After the savage destruction caused by Enron, journalists and analysts are scouring the rulebooks for accounting fiddles that US companies could be hiding and the loopholes that let them and their auditors off the hook. Their findings are scary enough to keep conservative investors away from the US capital market. The nervousness is palpable—just the rumour that several large companies were planning to restate their accounts had sent stock prices into a tailspin last week.

And yet, US companies and auditors are far more regulated than in India with several complementary layers of review. The American Institute of Certified Public Accountants is similar to the Institute of Chartered Accountants of India in protecting its own. It lobbies for its members but rarely punishes them. But there are other regulatory controls over auditors. The Securities Exchange Commission can bar auditors from auditing publicly traded companies for unprofessional conduct. The Indian system blissfully believes that ICAI’s self-regulation is adequate. The Securities and Exchange Board of India has no powers whatsoever over auditors and the Department of Company Affairs, has rarely exerted itself.

The US system also gives state regulators the power to take away an accountant’s licence—which not an uncommon occurrence. Yet, David S Hilzenrath in his extensive analysis of the auditing profession says that The Washington Post’s analysis of “hundreds of disciplinary cases since 1990 found that when things go wrong, accountants face little accountability” despite the multiple layers of review.

An Andersen study (ironically enough!) showed that as many as 233 companies retracted and corrected corporate accounts in the last three years including Xerox Corporation, Cendant Corporation, Waste Management, Sunbeam and Mercury Finance. Many top accounting firms also paid hefty fines for failing to do their job. Yet there are enough loopholes to make their rule book porous. Lynn E Turner, a former chief accountant at the SEC had estimated that “financial fraud and the accompanying restatement of financial statements have cost investors over $100 billion in the last half-dozen or so years”. Yet the generally accepted accounting principles of the US is considered the global gold standard. Perhaps this is a good time for us to follow the US debate over auditors’ responsibilities and put in supervisory structures and plug loopholes in our system too.

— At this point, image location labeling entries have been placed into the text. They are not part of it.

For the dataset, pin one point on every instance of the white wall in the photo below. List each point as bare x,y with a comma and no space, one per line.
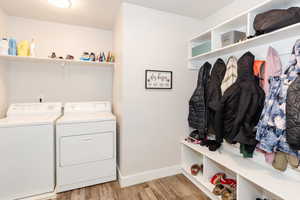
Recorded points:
28,82
153,121
118,75
3,67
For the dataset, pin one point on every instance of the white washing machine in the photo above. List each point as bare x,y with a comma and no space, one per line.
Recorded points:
27,150
86,145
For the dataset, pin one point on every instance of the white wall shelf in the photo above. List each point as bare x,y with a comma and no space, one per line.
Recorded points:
244,23
263,179
29,59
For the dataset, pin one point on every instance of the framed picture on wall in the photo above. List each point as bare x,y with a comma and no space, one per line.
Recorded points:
156,79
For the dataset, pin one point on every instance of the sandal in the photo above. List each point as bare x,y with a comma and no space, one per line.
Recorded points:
218,178
195,169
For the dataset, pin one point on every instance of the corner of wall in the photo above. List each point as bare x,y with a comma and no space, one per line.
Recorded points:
3,67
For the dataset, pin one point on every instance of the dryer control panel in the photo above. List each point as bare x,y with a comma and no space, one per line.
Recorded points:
88,107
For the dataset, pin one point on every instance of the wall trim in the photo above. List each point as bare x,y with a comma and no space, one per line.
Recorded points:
138,178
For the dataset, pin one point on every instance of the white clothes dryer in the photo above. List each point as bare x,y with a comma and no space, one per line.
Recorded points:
86,145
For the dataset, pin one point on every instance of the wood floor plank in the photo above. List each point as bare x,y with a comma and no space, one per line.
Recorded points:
170,188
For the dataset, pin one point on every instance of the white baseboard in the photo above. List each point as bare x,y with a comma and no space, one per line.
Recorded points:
51,195
134,179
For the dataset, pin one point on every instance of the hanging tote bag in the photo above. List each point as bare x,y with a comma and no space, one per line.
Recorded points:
275,19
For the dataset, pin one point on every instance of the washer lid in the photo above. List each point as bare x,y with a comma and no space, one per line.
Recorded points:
30,120
86,117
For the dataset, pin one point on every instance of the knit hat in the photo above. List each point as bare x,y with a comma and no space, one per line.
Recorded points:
281,161
273,68
230,75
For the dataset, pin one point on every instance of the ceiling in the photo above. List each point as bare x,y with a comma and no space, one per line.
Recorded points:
101,13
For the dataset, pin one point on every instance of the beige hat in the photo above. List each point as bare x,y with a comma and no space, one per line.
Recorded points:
293,161
281,161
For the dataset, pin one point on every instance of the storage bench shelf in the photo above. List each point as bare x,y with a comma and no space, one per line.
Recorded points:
252,175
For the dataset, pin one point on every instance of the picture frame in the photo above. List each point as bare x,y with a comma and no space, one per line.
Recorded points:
158,79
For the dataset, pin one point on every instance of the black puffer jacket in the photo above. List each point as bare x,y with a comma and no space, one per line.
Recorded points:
214,93
293,115
197,106
241,106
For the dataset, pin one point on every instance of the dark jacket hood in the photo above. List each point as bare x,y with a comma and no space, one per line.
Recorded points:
245,67
218,72
205,67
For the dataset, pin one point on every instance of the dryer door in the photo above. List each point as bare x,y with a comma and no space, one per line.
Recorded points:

Paul Krugman, writing in The New York Times lists the reporting of employee stock options by companies and top management compensation as two elements that induce companies to go for aggressive accounting practices to drive up stock prices. He quotes Robert Shiller’s book “Irrational Exuberance” which says that a rising market is like a natural Ponzi scheme, in which each successive wave of investors generates gains for the last wave, making everything look great until you run out of suckers. Such an environment, says Krugman, makes it “easy to run deliberate pyramid schemes. When the public believes in magic, it’s springtime for charlatans”.

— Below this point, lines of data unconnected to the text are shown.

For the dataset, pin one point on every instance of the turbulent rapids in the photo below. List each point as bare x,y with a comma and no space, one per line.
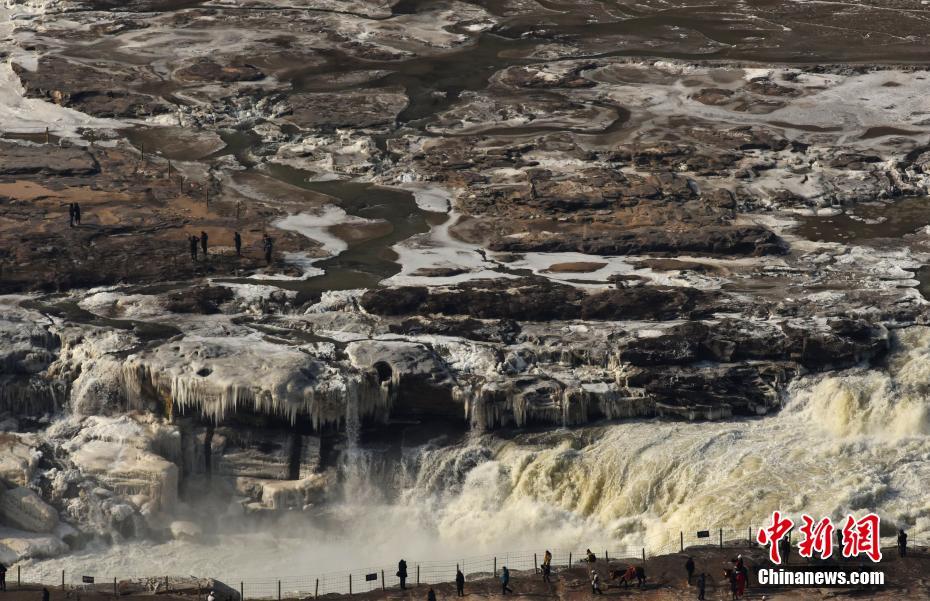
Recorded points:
846,442
442,278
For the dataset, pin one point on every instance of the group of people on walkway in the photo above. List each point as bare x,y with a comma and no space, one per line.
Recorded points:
74,214
200,243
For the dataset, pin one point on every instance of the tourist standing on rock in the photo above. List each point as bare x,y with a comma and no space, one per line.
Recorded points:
595,583
459,582
268,247
401,572
640,576
740,584
505,580
784,549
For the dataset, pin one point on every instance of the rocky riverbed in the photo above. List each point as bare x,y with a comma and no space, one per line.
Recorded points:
490,220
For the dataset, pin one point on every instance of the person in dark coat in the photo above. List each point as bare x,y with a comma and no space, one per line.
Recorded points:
730,575
784,549
641,576
268,247
595,583
505,580
459,583
402,573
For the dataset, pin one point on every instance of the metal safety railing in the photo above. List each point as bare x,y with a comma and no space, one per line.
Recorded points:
362,580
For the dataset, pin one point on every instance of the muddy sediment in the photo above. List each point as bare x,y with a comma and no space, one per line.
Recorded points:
485,217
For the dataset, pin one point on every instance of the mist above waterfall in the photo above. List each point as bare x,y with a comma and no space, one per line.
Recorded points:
852,441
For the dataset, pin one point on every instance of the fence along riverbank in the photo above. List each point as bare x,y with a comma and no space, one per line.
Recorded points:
362,580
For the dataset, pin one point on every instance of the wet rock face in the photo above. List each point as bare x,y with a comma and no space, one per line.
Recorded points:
204,300
372,108
208,70
100,91
537,299
22,508
35,159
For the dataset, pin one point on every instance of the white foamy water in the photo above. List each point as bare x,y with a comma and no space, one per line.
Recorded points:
854,441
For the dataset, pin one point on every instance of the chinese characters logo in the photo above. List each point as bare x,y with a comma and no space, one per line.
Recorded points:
854,538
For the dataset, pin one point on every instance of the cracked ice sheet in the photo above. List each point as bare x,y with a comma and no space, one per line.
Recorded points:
315,226
438,249
19,114
30,115
539,263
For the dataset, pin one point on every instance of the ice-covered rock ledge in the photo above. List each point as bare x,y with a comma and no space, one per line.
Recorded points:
217,376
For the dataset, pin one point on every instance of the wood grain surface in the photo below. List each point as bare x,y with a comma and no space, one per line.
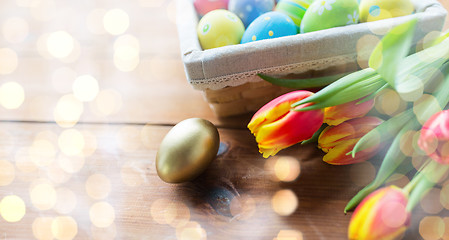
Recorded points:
73,169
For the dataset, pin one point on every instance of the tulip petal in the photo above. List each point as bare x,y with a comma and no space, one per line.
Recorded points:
381,215
337,114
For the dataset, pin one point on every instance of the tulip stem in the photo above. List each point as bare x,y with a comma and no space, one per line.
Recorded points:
423,182
315,136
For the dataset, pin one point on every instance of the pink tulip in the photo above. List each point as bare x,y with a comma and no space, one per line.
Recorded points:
381,215
343,112
339,140
434,138
277,126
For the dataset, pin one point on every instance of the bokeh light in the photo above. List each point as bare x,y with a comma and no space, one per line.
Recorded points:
7,173
431,227
15,29
116,21
85,88
284,202
102,214
64,228
43,196
98,186
444,196
8,61
60,44
12,208
42,228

The two huge financial scams in India over the last 10 years were based on exactly this kind of “operator” driven magic. If the late Harshad Mehta aspired to be the Pied Piper, so did Ketan Parekh. They did not even have to ask companies to cook up their books— planting good news stories about expansion plans and export orders were enough to drive up prices. Public disclosures were orchestrated through carefully timed leaks to the media. But is the role of corporate houses in the scam being questioned? No. The Joint Parliamentary Committee of 1992 had let off industrialists with some desultory remarks while JPC 2001 had done even better — it has decided not even to call the most notorious of Ketan Parekh’s cronies for interrogation. The question is, can Indian investors rely on audit statements and where should the debate begin? For instance, should we start with who pays the auditor? Way back in 1999, investment wizard Warren E Buffet quoted the proverb:”whose bread I eat, his song I sing” to describe auditors. He said that although “auditors should regard the investing public as their client, they tend to kowtow instead to the managers who choose them and dole out their pay.”

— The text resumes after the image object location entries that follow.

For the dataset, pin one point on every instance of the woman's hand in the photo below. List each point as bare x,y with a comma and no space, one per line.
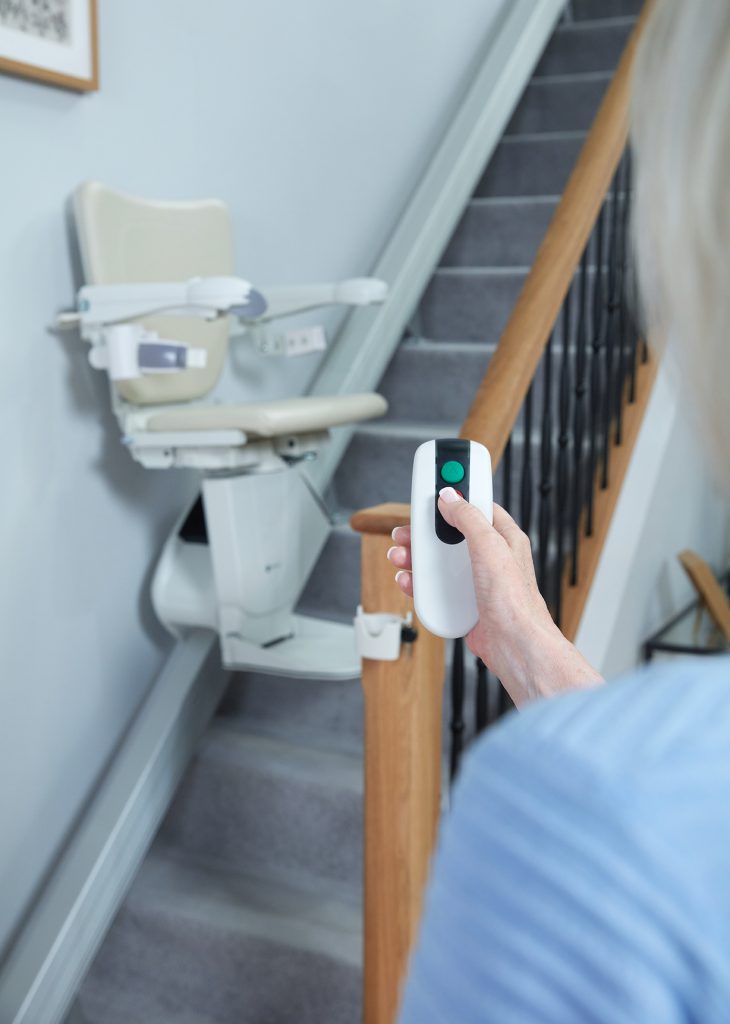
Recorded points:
515,636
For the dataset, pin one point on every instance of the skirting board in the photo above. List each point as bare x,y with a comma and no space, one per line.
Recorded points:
69,921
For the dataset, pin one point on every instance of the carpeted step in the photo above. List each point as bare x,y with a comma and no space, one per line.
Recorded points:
586,46
437,381
564,102
320,713
192,945
504,231
433,380
591,9
537,165
469,303
255,801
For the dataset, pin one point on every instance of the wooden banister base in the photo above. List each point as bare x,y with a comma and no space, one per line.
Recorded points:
402,776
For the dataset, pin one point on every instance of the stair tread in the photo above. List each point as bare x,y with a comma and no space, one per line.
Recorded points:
293,913
269,754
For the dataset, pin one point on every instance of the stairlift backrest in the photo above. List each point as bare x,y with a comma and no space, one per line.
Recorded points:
125,240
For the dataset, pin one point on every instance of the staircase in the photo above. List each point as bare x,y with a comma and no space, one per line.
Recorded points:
247,909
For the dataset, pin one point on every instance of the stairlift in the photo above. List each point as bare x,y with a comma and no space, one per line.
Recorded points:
156,311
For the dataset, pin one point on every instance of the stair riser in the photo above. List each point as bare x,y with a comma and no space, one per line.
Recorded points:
584,48
558,105
235,812
435,385
530,167
469,306
592,9
439,386
160,968
499,235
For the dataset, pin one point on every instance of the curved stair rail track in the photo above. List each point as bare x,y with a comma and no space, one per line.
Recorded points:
559,410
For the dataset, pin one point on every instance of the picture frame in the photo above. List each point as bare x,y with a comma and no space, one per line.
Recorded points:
53,42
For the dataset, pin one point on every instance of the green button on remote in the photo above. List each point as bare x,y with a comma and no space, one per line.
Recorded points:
453,472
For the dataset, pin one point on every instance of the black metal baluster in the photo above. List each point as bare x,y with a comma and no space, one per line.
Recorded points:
630,283
457,723
482,696
546,470
620,298
507,476
504,699
526,481
599,317
578,414
611,307
563,438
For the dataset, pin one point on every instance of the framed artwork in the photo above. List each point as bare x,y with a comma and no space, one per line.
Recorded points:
52,41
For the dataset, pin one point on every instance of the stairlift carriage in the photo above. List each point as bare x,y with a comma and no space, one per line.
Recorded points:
160,291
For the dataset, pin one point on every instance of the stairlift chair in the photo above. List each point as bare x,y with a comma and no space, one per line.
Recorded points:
160,291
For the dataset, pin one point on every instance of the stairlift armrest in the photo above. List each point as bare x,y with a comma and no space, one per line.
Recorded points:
286,299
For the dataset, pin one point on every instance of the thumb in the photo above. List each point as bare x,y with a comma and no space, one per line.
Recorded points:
467,518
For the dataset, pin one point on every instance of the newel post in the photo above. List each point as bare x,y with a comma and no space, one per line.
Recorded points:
402,774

The US Supreme Court corrected this problem when it ruled in 1984 that auditors have an overriding duty to protect the public interest. While asking auditors to be ‘public watchdogs’ the courts also made the distinction between watchdogs and bloodhounds and ruled that the latter function was not expected of auditors. Yet, the number of times that accounts are corrected indicates that they find the responsibility very onerous. Fortunately for them, the Private Securities Litigation Reform Act has made it extremely difficult to sue auditors and let them off the hook. We have a similar situation. Let alone auditors, it is extremely difficult to sue anybody without deep pockets and years of patience. Worse, there is never a frank debate by the auditing profession or the regulators on specific auditing lapses such as Tata Finance, the CRB group etc. Even when a limited review of accounts by DSQ Software throws up serious mis-statements in the accounts, all it attracts is a snigger — since no major investor is interested in the stock anymore. In fact, if the regulators and government had paid attention to the extensive auditor’s qualifications of Unit Trust of India’s accounts over the last 10 years, they would have been alarmed enough to order regulatory supervision for the Trust.

Instead of pushing for change, DCA permits ICAI to be the sole arbiter of professional conduct of auditors without any regulatory supervision of the self-regulatory body. In fact, the ICAI, which wants a role in investor education does not even have a mention of disciplinary action against its members, if any, on its website. Does anybody know whether the audit firm, which helped the CRB Group build its enormous house of cards, had its license cancelled? Clearly not. But the time has come to change the rules. However, unless retail and institutional investors demand a statute backed structure for better supervision and regulation of audit firms nothing will change.